At the time of the 2021 Nepal census, Kaski District had a population of 600,051. 6.20% of the population is under 5 years of age. It has a literacy rate of 87.73% and a sex ratio of 1049 females per 1000 males. 513,504 (85.58%) lived in municipalities.

Khas people make up 60% of the population, of which Brahmins are the largest ethnicity. Khas Dalits are 17% of the population. Hill Janjatis are 33% of the population, mainly Gurung and Magar. Newars are 4% of the population, and foreigners (mainly in Pokhara city) are 1% of the population.

At the time of the 2021 census, 77.67% of the population spoke Nepali, 11.14% Gurung, 3.92% Magar, 1.91% Nepal Bhasha and 1.50% Tamang as their first language. In 2011, 78.5% of the population spoke Nepali as their first language.

==Administration==
The district consists of one metropolitan city and four rural municipalities.
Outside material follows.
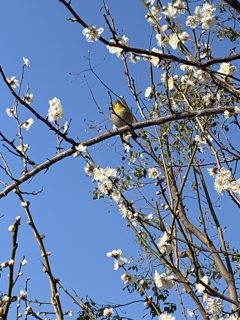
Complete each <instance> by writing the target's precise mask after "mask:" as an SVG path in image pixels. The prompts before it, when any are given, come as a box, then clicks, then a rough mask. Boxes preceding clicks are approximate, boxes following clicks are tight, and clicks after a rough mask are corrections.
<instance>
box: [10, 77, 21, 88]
mask: <svg viewBox="0 0 240 320" xmlns="http://www.w3.org/2000/svg"><path fill="white" fill-rule="evenodd" d="M7 82H8V83H9V85H10V86H11V87H12V88H13V89H16V88H17V87H19V81H18V80H17V79H16V77H15V76H12V77H11V78H7Z"/></svg>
These are as follows:
- Pokhara Metropolitan City
- Annapurna Rural Municipality
- Machhapuchchhre Rural Municipality
- Madi Rural Municipality
- Rupa Rural Municipality

=== Former Municipalities and Village Development Committees ===

- Arba Vijaya
- Armala (Nghola)
- Begnas
- Bhachok
- Bhadaure Tamagi
- Bhalam
- Bharat Pokhari
- Chapakot
- Dangsing (T'uhsi)
- Deurali
- Dhampus (Toh'mle)
- Dhikur Pokhari
- Dhital
- Ghachok (Kazo)
- Ghandruk (Koh'da)
- Hansapur
- Hemja
- Kahun
- Kalika
- Kaskikot (Kas-khi ko'i)
- Kristinachnechaur
- Lahachok (LaZo)
- Lamachaur, Pokhara
- Lekhnath Municipality
- Lumle (Lhu'le)
- Lwangghale (Lahwaa-Kahli)
- Machhapuchchhre (Kata'shu)
- Majhthana
- Mala
- Mauja (Mhuja)
- Mijuredanda
- Namarjung (Namju)
- Nirmalpokhari
- Parche (Paje)
- Pokhara Metropolitan City
- Pumdibhumdi
- Puranchaur
- Rakhi
- Ribhan (R'hamay)
- Rupakot (Rup ko'i)
- Saimarang
- Salyan
- Sarangkot
- Sardikhola
- Shisuwa
- Siddha
- Sildujure
- Thumakodada (also known as Tarkang)
- Thumki

The Village Development Committee (VDC) was dissolved on 10 March 2017 to be replaced by the Gaunpalika. So, there are no VDCs in this current time.